Il se pose de plus en plus en opposant à Giscard mais arrive derrière lui face à Mitterrand à la présidentielle de 1981. Son fief parisien lui permet de conserver une présence tandis que les ressources et prébendes de la capitale sont mises au service de son parti, du renforcement de sa clientèle et accessoirement de son confort personnel. Il est assez habile pour échapper à toute condamnation dans les huit affaires dans lesquelles son nom est prononcé.

À l’Élysée

Les élections législatives de 1986 approchant, c’est l’heure d’un Chirac farouchement à droite et ultra-libéral. Il gagne et met en œuvre, parmi d’autres mesures, la suppression de l’autorisation administrative de licenciement, des expulsions d’immigréEs par charters, une politique anti-indépendantiste en Kanaky, etc.

Sa posture de réunificateur de la droite ne lui permet pas de gagner l’élections présidentielle de 1988 : Mitterrand est réélu. Pour préparer les législatives de 1993, c’est à nouveau « à droite toute » avec, en 1991, un discours où il parle de « bruit » et d’ « odeur » pour dénoncer les immigréEs.

Il gagne les législatives de 1993 mais, se réservant pour la présidentielle, il envoie à Matignon Édouard Balladur.

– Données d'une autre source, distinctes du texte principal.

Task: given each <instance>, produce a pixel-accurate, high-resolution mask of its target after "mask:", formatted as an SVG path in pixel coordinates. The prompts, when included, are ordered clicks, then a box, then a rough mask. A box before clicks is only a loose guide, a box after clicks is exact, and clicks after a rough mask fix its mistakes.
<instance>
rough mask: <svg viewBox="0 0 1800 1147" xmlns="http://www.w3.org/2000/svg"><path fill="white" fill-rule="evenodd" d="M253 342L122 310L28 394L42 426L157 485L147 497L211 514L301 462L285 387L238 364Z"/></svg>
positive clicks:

Celui-ci gagne une forte popularité à droite et, trahissant Chirac, annonce sa candidature à la présidentielle de 1995.

Chirac, donné battu par tous les sondages, opère une nouvelle mue et dénonce sur tous les tons les ultra-libéraux qui approfondissent la « fracture sociale ». Il surclasse Balladur au premier tour et, au second, bat Lionel Jospin, candidat du PS.

À peine élu, nouvelle volte-face : la priorité, c’est de réduire le déficit budgétaire et de reprendre les privatisations. Les grèves de l’automne 1995 contraignent son premier ministre Alain Juppé à quelques reculs mais l’essentiel du cap est maintenu. En 1997, la droite est battue aux législa-tives par la gauche conduite par Lionel Jospin, qui poursuivra les privatisations, s’inscrira dans les contraintes budgétaires de l’Union Européenne…

Dernier mandat

À la présidentielle de 2002, Chirac se représente, bat Jospin et, au second tour, se retrouve face à Le Pen ; ce qui lui permet d’être réélu largement. Pendant 5 ans sera menée une politique libérale anti-salariéEs et anti-retraitéEs, ainsi que de répression dans les quartiers populaires.

Malgré cela, Chirac se présente de plus en plus en président jovial et bon enfant, « proche des Français ». Il affiche des préoccupations écologiques et a l’intelligence de s’opposer à l’invasion de l’Irak par les États-Unis et leurs alliés. En 2007, il est temps pour la girouette, qui posait de plus en plus en « vieux sage », de quitter la scène.

Dans son bilan final, la dénonciation du rôle de l’Etat français dans la déportation des Juifs (dénonciation à laquelle s’était refusé Mitterrand) ne compense pas ses déclarations et ses politiques anti-immigréEs, la répression policière en 1986, qui causa la mort de Malik Oussekine, les éliminations d’indépendantistes kanaks, les politiques anti-ouvrières, la Françafrique…

Celui qui se vantait, alors qu’il était jeune secrétaire d’État à l’emploi, de s’être rendu avec un revolver à une rencontre en mai 1968 avec la CGT, aura été tout au long de sa carrière un fidèle serviteur de la bourgeoisie française et de sa propre personne.